Apple has about 60,000 full-time employees around the world. Apple is a $600 billion company and growing. Nigeria has a population of about 170 million and a GDP less than half Apple’s market capitalization. Such comparisons may seem facile, but they should be made over and over until the full weight sinks in. Apple is not just a cool computer/phone/tablet company. It is an ecosystem and a society with more influence and power than most nations.
Like hundreds of its multinational brethren, Apple also is able to cherry-pick its costs. It can’t control the price of raw materials, but those are only a small portion of its expense. It does, however, have huge latitude in managing its labor costs. The imbroglio over working conditions in Chinese factories that produce Apple products spoke to the larger issue that Apple is so vastly profitable in part because it makes ideas but it does not bear the cost of labor to actually assemble its products.
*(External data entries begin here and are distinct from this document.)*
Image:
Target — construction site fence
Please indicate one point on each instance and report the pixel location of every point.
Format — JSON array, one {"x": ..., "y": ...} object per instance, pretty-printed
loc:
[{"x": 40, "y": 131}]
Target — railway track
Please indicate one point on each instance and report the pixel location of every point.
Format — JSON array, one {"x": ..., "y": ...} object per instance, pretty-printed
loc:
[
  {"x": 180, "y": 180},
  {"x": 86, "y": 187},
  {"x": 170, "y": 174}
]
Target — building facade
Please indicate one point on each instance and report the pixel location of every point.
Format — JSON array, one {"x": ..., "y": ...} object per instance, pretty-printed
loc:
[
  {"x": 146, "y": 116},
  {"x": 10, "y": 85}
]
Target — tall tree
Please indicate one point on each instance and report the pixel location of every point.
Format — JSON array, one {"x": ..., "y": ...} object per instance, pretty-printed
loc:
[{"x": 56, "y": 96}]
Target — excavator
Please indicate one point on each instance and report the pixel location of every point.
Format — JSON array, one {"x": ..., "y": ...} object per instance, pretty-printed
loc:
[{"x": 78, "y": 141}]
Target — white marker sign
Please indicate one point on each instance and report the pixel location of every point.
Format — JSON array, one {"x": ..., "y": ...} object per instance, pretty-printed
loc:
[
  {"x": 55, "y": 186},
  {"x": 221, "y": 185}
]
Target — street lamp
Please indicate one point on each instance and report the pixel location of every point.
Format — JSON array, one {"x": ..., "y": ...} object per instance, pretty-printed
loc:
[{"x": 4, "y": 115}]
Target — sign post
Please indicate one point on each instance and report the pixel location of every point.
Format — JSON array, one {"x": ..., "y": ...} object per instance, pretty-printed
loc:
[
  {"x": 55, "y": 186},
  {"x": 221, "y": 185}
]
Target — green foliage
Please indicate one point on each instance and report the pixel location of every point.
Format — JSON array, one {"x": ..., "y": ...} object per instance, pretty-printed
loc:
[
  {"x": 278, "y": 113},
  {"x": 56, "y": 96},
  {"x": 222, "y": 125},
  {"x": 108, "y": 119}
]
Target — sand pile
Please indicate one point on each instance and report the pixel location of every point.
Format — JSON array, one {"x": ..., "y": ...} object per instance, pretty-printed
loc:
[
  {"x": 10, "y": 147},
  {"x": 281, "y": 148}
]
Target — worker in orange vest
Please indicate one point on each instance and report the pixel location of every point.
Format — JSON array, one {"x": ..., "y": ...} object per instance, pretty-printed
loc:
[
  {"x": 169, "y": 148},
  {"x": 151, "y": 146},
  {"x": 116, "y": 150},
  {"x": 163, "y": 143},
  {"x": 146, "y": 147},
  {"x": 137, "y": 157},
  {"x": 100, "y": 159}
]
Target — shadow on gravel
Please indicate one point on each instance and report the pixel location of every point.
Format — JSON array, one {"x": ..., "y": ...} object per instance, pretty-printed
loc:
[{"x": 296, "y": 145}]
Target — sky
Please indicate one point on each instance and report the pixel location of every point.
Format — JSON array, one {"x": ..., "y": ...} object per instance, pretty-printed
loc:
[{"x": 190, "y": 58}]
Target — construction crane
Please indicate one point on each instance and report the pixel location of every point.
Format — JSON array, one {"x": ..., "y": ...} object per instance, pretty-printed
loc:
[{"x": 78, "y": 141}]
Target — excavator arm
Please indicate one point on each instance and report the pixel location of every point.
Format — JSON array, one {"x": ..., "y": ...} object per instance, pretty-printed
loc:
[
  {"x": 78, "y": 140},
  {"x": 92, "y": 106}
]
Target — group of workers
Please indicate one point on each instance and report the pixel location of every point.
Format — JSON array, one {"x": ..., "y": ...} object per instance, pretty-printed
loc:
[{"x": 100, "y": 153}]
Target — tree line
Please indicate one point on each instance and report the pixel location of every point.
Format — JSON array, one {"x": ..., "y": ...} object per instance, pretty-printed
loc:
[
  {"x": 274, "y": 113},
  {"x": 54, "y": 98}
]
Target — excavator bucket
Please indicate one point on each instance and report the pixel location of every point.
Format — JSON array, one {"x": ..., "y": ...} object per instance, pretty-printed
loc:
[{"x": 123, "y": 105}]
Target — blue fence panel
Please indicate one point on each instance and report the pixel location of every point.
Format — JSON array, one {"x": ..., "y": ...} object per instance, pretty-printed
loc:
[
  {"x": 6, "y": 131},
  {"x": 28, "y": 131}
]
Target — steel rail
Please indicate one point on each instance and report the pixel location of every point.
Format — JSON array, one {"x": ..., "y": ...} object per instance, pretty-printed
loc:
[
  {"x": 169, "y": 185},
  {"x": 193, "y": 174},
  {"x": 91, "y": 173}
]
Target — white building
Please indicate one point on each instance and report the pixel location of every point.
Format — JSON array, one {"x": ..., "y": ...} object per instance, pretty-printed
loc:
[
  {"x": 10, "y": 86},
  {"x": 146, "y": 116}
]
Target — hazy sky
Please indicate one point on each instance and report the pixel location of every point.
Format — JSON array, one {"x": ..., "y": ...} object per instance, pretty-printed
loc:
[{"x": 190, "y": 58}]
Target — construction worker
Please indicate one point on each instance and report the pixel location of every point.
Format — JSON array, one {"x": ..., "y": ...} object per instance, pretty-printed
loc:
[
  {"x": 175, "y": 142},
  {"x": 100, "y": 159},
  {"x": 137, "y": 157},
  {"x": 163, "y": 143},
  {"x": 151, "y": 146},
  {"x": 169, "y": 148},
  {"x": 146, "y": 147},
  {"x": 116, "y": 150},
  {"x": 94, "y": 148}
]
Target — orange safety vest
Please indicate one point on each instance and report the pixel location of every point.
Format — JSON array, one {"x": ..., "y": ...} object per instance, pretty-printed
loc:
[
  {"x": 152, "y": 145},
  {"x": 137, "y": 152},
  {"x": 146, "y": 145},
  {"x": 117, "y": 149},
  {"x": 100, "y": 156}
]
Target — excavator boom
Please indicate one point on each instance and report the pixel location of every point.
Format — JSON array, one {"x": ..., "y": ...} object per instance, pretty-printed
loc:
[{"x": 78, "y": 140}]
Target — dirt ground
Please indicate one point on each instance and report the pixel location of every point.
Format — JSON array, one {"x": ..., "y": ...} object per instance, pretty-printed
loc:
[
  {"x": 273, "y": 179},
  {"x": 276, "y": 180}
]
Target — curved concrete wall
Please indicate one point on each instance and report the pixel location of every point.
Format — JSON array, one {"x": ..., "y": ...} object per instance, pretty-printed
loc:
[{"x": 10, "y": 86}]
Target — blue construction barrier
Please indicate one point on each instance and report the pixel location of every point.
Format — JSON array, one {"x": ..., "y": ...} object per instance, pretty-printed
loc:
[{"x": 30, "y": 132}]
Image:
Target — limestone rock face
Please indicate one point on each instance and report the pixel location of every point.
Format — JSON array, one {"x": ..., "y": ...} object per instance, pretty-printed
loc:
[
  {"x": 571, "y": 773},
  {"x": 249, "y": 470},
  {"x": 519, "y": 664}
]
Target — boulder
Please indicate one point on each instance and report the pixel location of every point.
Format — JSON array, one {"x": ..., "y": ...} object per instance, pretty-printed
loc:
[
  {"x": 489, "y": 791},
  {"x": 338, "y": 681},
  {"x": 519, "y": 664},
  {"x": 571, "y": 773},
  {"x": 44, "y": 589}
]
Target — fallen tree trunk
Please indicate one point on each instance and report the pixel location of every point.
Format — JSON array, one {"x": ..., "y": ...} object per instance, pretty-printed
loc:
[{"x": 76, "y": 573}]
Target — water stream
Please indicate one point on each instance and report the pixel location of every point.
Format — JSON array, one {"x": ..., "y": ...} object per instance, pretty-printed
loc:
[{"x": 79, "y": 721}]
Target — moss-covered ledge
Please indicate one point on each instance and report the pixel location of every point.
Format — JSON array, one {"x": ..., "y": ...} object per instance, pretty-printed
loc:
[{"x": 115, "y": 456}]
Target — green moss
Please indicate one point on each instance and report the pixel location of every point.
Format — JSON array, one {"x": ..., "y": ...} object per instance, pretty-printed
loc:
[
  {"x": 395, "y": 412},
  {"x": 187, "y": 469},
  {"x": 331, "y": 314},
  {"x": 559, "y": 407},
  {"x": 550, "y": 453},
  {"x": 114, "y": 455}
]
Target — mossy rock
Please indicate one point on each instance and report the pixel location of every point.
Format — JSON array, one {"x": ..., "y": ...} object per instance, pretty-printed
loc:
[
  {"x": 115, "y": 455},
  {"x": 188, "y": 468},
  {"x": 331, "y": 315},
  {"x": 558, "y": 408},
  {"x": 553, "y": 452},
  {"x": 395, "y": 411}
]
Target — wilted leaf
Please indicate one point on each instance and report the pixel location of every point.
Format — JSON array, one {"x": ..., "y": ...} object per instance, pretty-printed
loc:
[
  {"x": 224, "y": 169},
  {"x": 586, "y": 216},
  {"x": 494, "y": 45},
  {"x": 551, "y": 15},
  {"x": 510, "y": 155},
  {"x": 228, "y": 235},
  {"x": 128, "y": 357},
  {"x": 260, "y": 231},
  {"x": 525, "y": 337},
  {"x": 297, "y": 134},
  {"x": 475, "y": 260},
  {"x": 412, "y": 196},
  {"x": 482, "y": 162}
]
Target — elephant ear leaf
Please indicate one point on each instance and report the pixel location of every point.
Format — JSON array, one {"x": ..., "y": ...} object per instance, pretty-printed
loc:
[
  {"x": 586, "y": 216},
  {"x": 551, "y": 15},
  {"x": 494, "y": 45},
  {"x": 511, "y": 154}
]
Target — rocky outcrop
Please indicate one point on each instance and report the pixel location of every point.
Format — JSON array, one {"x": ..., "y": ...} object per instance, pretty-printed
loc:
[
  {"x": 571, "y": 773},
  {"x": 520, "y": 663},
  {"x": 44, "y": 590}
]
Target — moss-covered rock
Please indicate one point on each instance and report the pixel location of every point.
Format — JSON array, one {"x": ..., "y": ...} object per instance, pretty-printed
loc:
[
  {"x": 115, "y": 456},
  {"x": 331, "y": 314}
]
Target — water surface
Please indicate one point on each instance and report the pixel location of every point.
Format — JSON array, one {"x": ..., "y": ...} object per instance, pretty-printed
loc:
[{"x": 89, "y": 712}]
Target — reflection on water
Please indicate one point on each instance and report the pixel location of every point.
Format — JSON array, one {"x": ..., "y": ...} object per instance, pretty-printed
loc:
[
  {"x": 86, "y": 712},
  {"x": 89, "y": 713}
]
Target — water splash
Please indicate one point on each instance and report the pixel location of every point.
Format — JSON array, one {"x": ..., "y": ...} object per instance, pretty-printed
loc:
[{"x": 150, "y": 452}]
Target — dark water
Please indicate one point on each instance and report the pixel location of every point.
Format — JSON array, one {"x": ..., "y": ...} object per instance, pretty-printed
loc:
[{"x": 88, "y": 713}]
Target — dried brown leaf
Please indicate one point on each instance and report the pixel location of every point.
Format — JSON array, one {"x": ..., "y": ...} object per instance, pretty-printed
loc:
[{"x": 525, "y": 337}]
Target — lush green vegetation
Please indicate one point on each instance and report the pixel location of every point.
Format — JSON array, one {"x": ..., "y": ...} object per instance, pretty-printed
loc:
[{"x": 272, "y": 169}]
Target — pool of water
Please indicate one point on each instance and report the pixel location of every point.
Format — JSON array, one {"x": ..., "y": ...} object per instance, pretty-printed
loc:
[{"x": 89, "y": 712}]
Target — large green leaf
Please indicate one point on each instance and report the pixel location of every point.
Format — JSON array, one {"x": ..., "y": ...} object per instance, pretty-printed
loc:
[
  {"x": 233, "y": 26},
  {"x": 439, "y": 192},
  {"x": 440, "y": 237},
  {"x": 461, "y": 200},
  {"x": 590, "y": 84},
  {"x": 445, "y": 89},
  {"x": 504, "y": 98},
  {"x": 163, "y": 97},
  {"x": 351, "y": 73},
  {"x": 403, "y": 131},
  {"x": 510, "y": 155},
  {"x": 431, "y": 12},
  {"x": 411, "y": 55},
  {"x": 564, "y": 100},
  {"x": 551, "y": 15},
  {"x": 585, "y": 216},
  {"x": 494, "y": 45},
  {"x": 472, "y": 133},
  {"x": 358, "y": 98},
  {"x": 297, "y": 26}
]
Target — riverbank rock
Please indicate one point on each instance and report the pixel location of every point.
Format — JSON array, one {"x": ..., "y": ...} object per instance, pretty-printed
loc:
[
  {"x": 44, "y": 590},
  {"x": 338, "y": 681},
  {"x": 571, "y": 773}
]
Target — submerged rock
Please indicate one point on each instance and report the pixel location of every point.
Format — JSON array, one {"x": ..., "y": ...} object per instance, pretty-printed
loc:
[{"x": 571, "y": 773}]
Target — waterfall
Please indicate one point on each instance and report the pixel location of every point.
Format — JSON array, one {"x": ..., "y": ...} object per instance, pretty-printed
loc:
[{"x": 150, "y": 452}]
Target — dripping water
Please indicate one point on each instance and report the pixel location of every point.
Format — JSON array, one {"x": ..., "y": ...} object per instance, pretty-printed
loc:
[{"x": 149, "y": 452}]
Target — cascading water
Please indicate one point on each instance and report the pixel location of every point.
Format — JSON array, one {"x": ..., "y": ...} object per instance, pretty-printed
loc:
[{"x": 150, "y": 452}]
It contracts with labor, which means that the costs of education, of retirement and of health care are borne by someone else, often by governments, sometimes by individual workers not fortunate enough to work for Apple directly…
Apple’s success is the most dramatic symbol of the power of Corporateland. It also highlights the limitations of the stories we tell ourselves. Our national dramas about “the economy” have no place today for Apple and its brethren. Clearly enough people have enough income to spend on these goods and services, and clearly many believe their lives are better for what Apple—or hundreds of other companies—has to offer.